Mas você morar em um país que tem uma das mais altas taxas de morte no trânsito do mundo, na cidade em que os políticos tomam as decisões toscas que contribuem para isso, e sentir orgulho da faixa?

É bem verdade que a pessoa não serve de parâmetro... Uma pena, porque eu acabo misturando os juízos de Brasília e da pessoa. Que, aliás, nem daqui é...

Inconvenientes

O duro da faixa é que você acostuma com elas. Então em São Paulo ou outras cidades eu costumo ir metendo o pé.

Perigoso isso. A taxa de brasilienses mortos por atropelamento em outras cidades deve ser muito alta.

Impressões again

No meu primeiro final de semana em Brasília, perguntei onde poderia almoçar.

Indicaram "a comercial da 306" (ou 5, sei lá), onde havia um Giraffa´s.

Foi uma longa, longa, longa explicação sobre como chegar até lá. Não que fosse difícil.
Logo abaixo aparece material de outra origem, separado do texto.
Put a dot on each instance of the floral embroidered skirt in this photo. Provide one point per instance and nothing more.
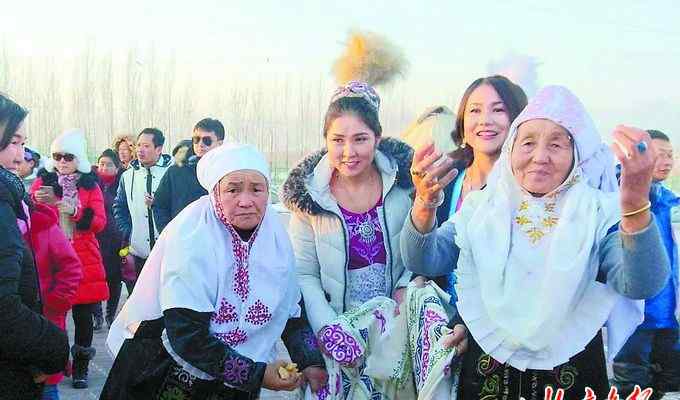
(484, 378)
(144, 370)
(371, 354)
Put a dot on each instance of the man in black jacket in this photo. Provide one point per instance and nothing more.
(179, 185)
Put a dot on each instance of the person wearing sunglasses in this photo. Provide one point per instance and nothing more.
(179, 186)
(68, 186)
(28, 167)
(182, 152)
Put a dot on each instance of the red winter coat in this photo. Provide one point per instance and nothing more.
(59, 268)
(90, 218)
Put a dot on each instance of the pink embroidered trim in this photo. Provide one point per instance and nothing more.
(258, 314)
(234, 337)
(226, 313)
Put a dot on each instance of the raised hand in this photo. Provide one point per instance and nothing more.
(633, 147)
(430, 177)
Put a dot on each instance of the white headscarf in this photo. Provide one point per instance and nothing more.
(199, 263)
(528, 266)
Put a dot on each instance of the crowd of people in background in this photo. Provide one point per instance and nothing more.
(489, 257)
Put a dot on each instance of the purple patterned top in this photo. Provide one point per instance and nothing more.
(366, 243)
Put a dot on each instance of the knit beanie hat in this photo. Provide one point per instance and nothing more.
(72, 141)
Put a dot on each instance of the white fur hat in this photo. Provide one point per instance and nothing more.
(72, 141)
(230, 157)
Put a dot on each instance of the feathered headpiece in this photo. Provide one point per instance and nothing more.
(369, 60)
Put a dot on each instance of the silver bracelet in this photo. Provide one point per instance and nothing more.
(431, 205)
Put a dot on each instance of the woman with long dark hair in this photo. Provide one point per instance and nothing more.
(31, 347)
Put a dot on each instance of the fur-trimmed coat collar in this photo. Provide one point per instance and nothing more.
(86, 181)
(296, 192)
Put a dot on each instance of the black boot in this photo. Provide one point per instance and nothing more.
(81, 361)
Eu é que não entendia exatamente como "pegar a entrequadra e descer a comercial", quando, descobri depois, bastava dizer que eu devia seguir em frente, sempre reto, só atravessando as ruas.

Na primeira rua, a avenida W3, havia um semáforo. Ok.

Entre a entrequadra da 705/706 e as 500, não havia semáforo, nem faixa, e nem carros também. Ok.

Para atravessar das 500 para as 300 havia uma faixa, mas nenhum semáforo. Eu parei na beira da calçada para esperar os carros.

Aí o cara parou o carro e ficou. Ele ficou, eu fiquei. Veio um carro ao lado dele e parou também. E eu lá. O motorista do primeiro carro fez sinal para eu que eu passasse.

Quando retornei do almoço e contei na pousada, todo mundo riu.

Eu não sabia que em Brasília os carros paravam na faixa. Se tivesse chegado aqui de carro, com certeza iria presa por atropelar o pedestre na faixa. Acha que eu ia parar?

Da série "Minhas frases mal interpretadas"

- Eu gostava de enfiar o dedo no buraquinho e ouvir o barulho.

O contexto: o assunto era o telefone antigo, de discar.